With a nod, Lina walked back for her glass. “Well, we’ll see where it goes. I want a shower. We can order in for dinner.”

“I planned to make that chickpea curry you like. I thought you’d be tired of room service and restaurant food.”

“You’re right about that. That would be nice.”

New Generation, in association with Baby Yoga, launched About Time on January second. Adrian spent her winter break doing publicity, and so deeply missed spending Christmas with her grandparents she vowed never to do so again.

The sales for the first month told her she’d chosen the right path, and that she’d keep right on climbing it.

She started planning her next project.

She got her first death threat in February.

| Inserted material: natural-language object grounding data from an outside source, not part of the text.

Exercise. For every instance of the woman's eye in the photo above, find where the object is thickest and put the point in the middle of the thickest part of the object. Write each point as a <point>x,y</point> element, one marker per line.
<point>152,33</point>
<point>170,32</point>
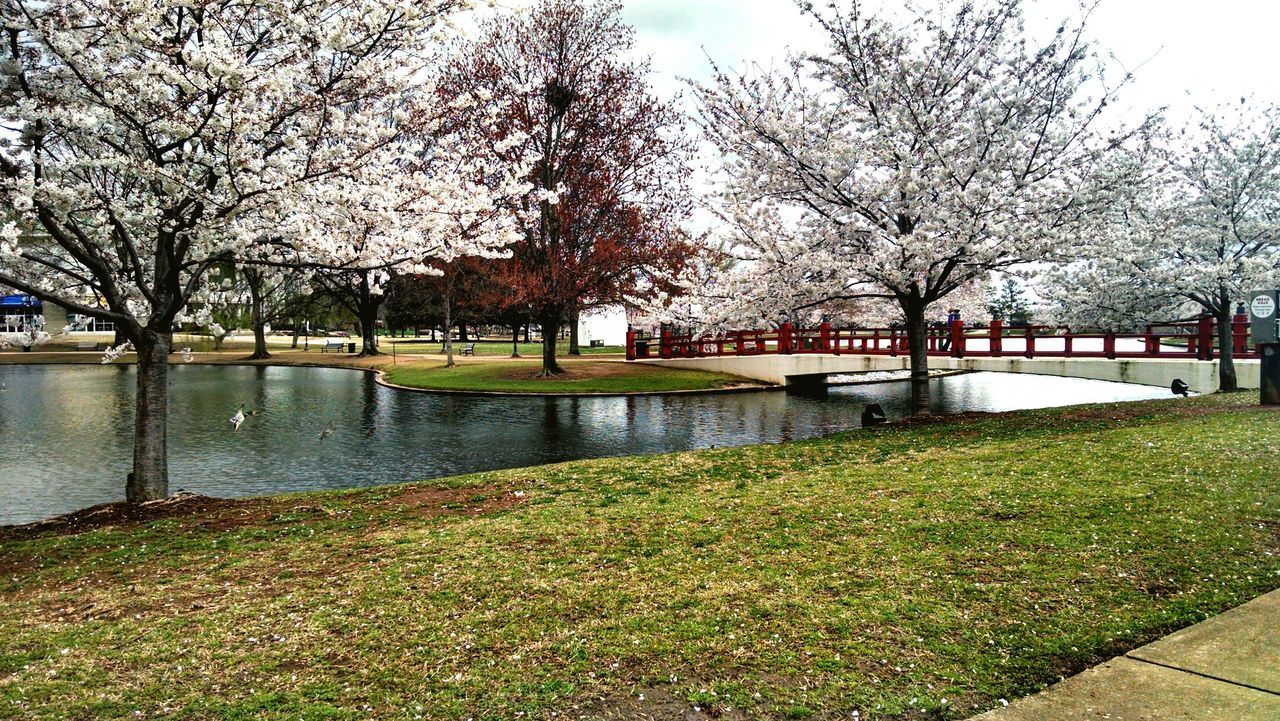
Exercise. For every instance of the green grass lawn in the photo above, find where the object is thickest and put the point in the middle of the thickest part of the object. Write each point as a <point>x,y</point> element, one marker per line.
<point>580,377</point>
<point>908,573</point>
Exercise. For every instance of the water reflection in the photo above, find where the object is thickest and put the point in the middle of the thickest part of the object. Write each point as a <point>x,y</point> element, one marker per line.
<point>67,430</point>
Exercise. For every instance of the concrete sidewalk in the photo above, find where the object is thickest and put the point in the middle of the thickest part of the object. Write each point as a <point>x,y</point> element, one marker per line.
<point>1225,669</point>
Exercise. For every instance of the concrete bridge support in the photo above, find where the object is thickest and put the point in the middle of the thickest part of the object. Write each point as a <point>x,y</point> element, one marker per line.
<point>809,368</point>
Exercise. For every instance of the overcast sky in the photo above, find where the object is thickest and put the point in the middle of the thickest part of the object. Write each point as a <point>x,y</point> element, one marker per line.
<point>1182,51</point>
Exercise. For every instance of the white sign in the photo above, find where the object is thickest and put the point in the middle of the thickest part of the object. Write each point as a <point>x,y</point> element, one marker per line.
<point>1264,306</point>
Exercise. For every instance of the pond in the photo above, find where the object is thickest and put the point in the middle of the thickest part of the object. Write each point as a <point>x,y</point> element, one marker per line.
<point>67,429</point>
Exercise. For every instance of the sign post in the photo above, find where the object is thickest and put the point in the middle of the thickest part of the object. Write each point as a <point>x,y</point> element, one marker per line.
<point>1265,324</point>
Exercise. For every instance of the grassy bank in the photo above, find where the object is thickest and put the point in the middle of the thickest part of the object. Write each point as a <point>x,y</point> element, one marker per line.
<point>579,377</point>
<point>908,573</point>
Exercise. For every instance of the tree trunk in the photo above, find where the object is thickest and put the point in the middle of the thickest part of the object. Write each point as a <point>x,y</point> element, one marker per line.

Lina studied the single sheet of white paper. The block printing, black and thick, composed a poem.

Some bring roses to the stone that marks the grave

As to their grief they are a slave.

But you will have no flowers and no stone,

For when I bring you death, you’ll be alone.

 

“It came in this.” With a trembling hand, Adrian held out the envelope to her mother. “It was in the post office box we got for the fan mail on the DVD. I picked it up after school. There’s no name or return address.”

“No, of course not.”

“The postmark, it says Columbus, Ohio. Why does somebody in Columbus, Ohio, want to kill me?”